Un demi-dieu. C’est le statut acquis par le pianiste chinois Lang Lang dans son propre pays. « Superstar » du piano, il évolue dans un style qui lui est propre et qui ne plaît pas à tout le monde. Retour sur le parcours d’un pianiste hors norme, à tous les sens du terme.

Talentueux et précoce

On le remarque de loin. Avec sa coupe de cheveux un peu Rock’n Roll, Lang Lang détonne dans le monde parfois un peu feutré du piano et de la musique classique. Il est pourtant devenu incontournable dans le milieu.

Né en Chine le 14 juin 1982, il rentre au conservatoire de Shenyang à l’âge de trois ans. Il est très rapidement considéré comme un prodige, et remporte le premier prix du concours de Shenyang à cinq ans.

A neuf ans, il rentre au conservatoire de Pékin suivre les cours de Zhao Pinguo, et ses parents le suivent dans la capitale. Puis ce sera une succession de prix remportés, avant de vivre un évènement, en 1999, qui marquera un tournant décisif dans sa carrière. En effet, il remplace au pied levé André Watts, souffrant, au gala du siècle du Festival de Ravinia. Il y interprète alors le premier concerto pour piano de Tchaïkovski avec le "Chicago Symphony Orchestra". Les critiques et le public qualifient alors sa prestation d’ « éblouissante », selon la Scena Musicale, qui lui consacrait un portait en 2004.

Strass et paillettes

L’ascension fulgurante de Lang Lang attire forcément les convoitises. Et le pianiste l’assume complètement. Celui qui peut venir à un concert entièrement habillé par ses sponsors et le cheveu « en pétard » le déclarait d’ailleurs sans honte au Figaro en 2008 : « Bien sûr, je veux gagner de l'argent et les sponsors me rapportent plus que mes concerts et mes CD. Je ne vois pas pourquoi les “cool guys” comme les rock stars, les acteurs et les sportifs se réserveraient les contrats publicitaires… »

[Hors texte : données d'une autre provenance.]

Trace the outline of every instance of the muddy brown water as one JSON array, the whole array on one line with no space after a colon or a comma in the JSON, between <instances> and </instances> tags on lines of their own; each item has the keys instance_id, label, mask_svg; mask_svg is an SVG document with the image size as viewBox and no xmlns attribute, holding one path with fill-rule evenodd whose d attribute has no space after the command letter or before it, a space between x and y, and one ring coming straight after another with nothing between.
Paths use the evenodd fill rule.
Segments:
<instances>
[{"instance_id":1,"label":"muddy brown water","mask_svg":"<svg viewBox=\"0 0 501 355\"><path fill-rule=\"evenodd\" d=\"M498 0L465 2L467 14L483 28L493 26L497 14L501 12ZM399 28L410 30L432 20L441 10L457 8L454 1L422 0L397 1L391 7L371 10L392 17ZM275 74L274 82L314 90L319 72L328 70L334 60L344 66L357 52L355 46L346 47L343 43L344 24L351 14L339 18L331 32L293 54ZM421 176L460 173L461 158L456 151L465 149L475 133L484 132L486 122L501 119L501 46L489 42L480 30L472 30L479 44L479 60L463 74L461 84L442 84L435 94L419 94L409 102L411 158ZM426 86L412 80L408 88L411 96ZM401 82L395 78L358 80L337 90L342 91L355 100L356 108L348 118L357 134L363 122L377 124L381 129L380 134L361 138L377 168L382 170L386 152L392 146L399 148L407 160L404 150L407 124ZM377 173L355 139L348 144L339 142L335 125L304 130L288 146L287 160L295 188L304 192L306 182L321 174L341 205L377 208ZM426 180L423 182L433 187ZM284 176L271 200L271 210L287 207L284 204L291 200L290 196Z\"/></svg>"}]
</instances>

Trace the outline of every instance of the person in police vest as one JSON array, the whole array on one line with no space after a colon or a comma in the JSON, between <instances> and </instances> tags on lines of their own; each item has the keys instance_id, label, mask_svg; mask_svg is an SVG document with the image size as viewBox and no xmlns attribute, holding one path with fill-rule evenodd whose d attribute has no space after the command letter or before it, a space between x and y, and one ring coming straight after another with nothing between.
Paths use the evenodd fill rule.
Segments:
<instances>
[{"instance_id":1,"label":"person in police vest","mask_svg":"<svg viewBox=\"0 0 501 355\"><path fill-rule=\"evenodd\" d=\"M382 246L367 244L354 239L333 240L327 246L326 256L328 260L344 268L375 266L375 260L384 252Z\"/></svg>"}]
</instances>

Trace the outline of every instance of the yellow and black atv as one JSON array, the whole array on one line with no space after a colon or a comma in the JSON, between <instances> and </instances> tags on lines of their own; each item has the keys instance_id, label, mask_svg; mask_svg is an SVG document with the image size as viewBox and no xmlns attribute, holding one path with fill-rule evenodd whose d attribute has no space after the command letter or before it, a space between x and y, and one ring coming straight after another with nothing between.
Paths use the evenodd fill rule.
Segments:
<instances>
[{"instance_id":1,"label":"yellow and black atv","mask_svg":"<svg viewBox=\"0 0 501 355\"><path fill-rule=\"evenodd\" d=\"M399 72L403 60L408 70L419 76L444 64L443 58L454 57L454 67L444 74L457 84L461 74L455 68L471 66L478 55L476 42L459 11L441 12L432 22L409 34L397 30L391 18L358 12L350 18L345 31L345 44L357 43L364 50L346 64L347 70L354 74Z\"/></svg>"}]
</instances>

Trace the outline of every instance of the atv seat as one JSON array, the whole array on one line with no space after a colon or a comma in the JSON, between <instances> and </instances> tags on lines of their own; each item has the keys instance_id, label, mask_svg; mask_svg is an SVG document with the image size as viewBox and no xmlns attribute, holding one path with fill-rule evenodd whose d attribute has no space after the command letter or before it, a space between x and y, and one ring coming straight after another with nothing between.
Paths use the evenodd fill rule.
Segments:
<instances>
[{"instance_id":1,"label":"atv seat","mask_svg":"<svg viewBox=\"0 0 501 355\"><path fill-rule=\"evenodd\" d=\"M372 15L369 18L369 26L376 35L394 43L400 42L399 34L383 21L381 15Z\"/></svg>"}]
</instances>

En 2010, il fait également « la Une » pour son transfert d’un montant de trois millions de dollars d’Universal vers Sony. La Société japonaise souhaitait à tout prix récupérer celui que le Time désignait en 2009 comme "une des 100 personnes les plus influentes du monde". Quand au New York Times, il l’a qualifié d’artiste « le plus chaud de toute la planète classique ». Serait-ce parce que Lang Lang est capable de jouer sur un piano rouge habillé d’un frac blanc ?

La reconnaissance

Si Lang Lang étonne parfois par son allure, il dérange également par sa façon de jouer. On lui reproche d’en faire trop et de surjouer physiquement ses émotions. Lui s’en défend, comme il le déclarait toujours dans Le Figaro en 2008 « …je ressens vraiment la musique comme quelque chose de très physique et je ne peux m'empêcher de l'accompagner de mimiques… ». Ses interprétations de Liszt, Chopin ou Beethoven n’appartiennent en effet qu’à lui.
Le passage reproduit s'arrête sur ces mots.